I’VE had a sneaky peek at a draft of one of the chapters of Piers Wauchope’s upcoming book about politics in Camden – specifically the fortunes of the Labour Party – over the last few decades. I’m sworn to secrecy over whose cheeks will burn red with embarrassment most when it is finally published.
Piers is the former leader of the Conservative Group on Camden Council, often entertaining in the council chamber even if you didn’t agree with everything he said. He was a wily operator who landed blows on the Labour council in Camden in its final days, especially on parking and housing.
Sadly for him, like a lot of the Labour councillors from four years ago, he lost his seat in the boroughwide elections in 2006. Too busy helping other wards turn Tory, he missed the Lib Dems closing in on his Belsize ward.
His new book will be perfect for afficianados of Camden politics (i.e a few CNJ hacks and some forgotten councillors who remember the good old days down at Judd Street). Lots of stories and recollections but so not to spoil it and dent the inevitable sales rush, I’ll only mention one. The story of how Mandela Street in Camden Town got its name.
Piers writes in Camden: A Political History about how this “unremarkable back street” was formerly known as ‘Selous Street. “Every town in Rhodesia had possessed a Selous Street named in honour of Frederick Courtney Selous, the great white hunter and explorer who had been killed fighting the Germans in 1916,” he says before telling how anti-Apartheid campaigners including Hugh Bayley – now an MP in York – moved to change its name. Labour rushed to the idea, although some Tories in Camden apparently felt the idea was too radical and with one of its senior members, according to Piers, claiming: “Selous had done more for the world than Mandela had ever done”.
The story has a wry conclusion, as Piers explains:
“The debate about Selous proved to be somewhat academic as it turned out that the street had been named not after the great African explorer Frederick Courtney Selous, but after his retiring uncle, Henry Courtney Selous, a frequent exhibitor at the Royal Academy who had lived until his death in 1890 in Bayham Street.
When this was pointed out, Hugh Bayley said, rather sniffily, that he had known all along (but perhaps had simply not bothered to tell anyone).
Anyway, he said, the council must act to avoid confusion with the imperialist, and “I do not personally care for what I have seen of Henry Selous’s paintings”.

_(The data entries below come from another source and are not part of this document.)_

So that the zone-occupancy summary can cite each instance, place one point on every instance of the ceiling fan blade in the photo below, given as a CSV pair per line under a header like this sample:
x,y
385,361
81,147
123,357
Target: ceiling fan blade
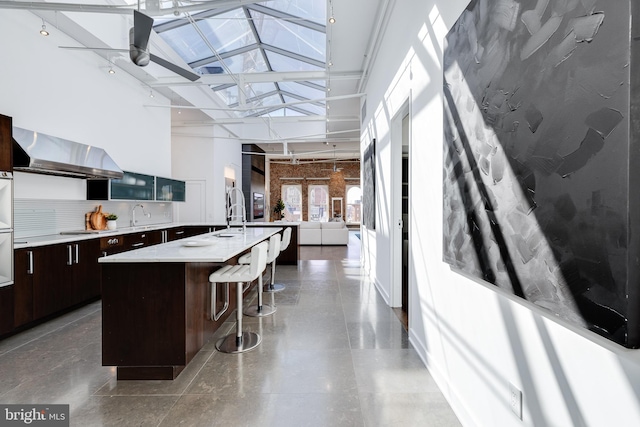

The rest of the chapter is also an intriguing, witty read – you can hear Piers’s voice in the words. I gather some old politicos who might have been expected to harbour old grudges have helped Piers tell the tale. Maybe they felt, it’s better to be in on something like this and to have your say, rather than ignore his interview requests and wince later at what ends up in print. Whether it makes me a bit of a geek about Camden’s political history or not, I can’t wait to see the rest of the book.